Differential Binding and Neutralising Antibody Responses Across COVID-19 Severity in a Saudi Multicentre Cohort

Mariam M. AlEissa, Nada Saleh, Ahdab A. Alsaieedi, Raghad A. AlQurashi, Esraa A. Hawsa, Muath ben Shaded, Amer M. Alshehri, Eyad Y. Abu Sarhan, Osamah T. Khojah, Walid A. Nouh, Sami S. Almudarra, Khaled I. AlAbdulkareem, Ghada Garaween, Maha Alzayer, Yusra Alyafee, Monera Alrukhayes, Reema Alduaiji, Fahad A. Almsned, Abdullah M. Assiri

Background: Humoral immune responses to SARS-CoV-2 are well documented, yet the immunopathogenic mechanisms distinguishing severe from critical disease remain incompletely defined, particularly in Middle Eastern populations.
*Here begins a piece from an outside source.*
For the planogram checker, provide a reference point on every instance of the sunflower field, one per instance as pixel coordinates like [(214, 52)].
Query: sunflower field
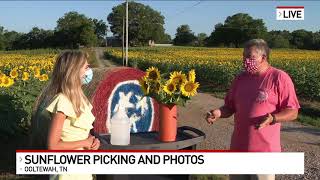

We investigated antibody responses across levels of clinical severity in a Saudi Arabian cohort. Methods: In this multicentre study, we analysed 406 participants stratified into five clinical groups: controls, asymptomatic, mild, severe, and critically ill requiring intensive care unit (ICU) admission. SARS-CoV-2-specific IgG and IgM levels were quantified alongside surrogate ACE2-RBD neutralisation activity. Associations between humoral markers, demographic factors, comorbidities, and disease severity were assessed. Results: SARS-CoV-2-specific IgG and IgM levels differed significantly across disease severity groups (p < 0.001), with higher levels observed in groups with greater clinical severity. No significant difference in IgG or IgM levels was observed between the severe and ICU groups (IgG p = 0.384; IgM p = 0.768). While binding antibody levels were associated with severity, surrogate ACE2-RBD neutralising activity did not differ significantly across groups (p = 0.209). Increasing age (χ2 = 44.5) and the presence of comorbidities (χ2 = 31.9) were associated with more severe clinical categories, whereas sex was not. Conclusions: These findings suggest that antibody levels provide useful information about exposure and immune activation, but antibody quantity alone does not fully explain the transition from severe to critical disease. The results support interpreting serological measures alongside clinical factors such as age and chronic illness.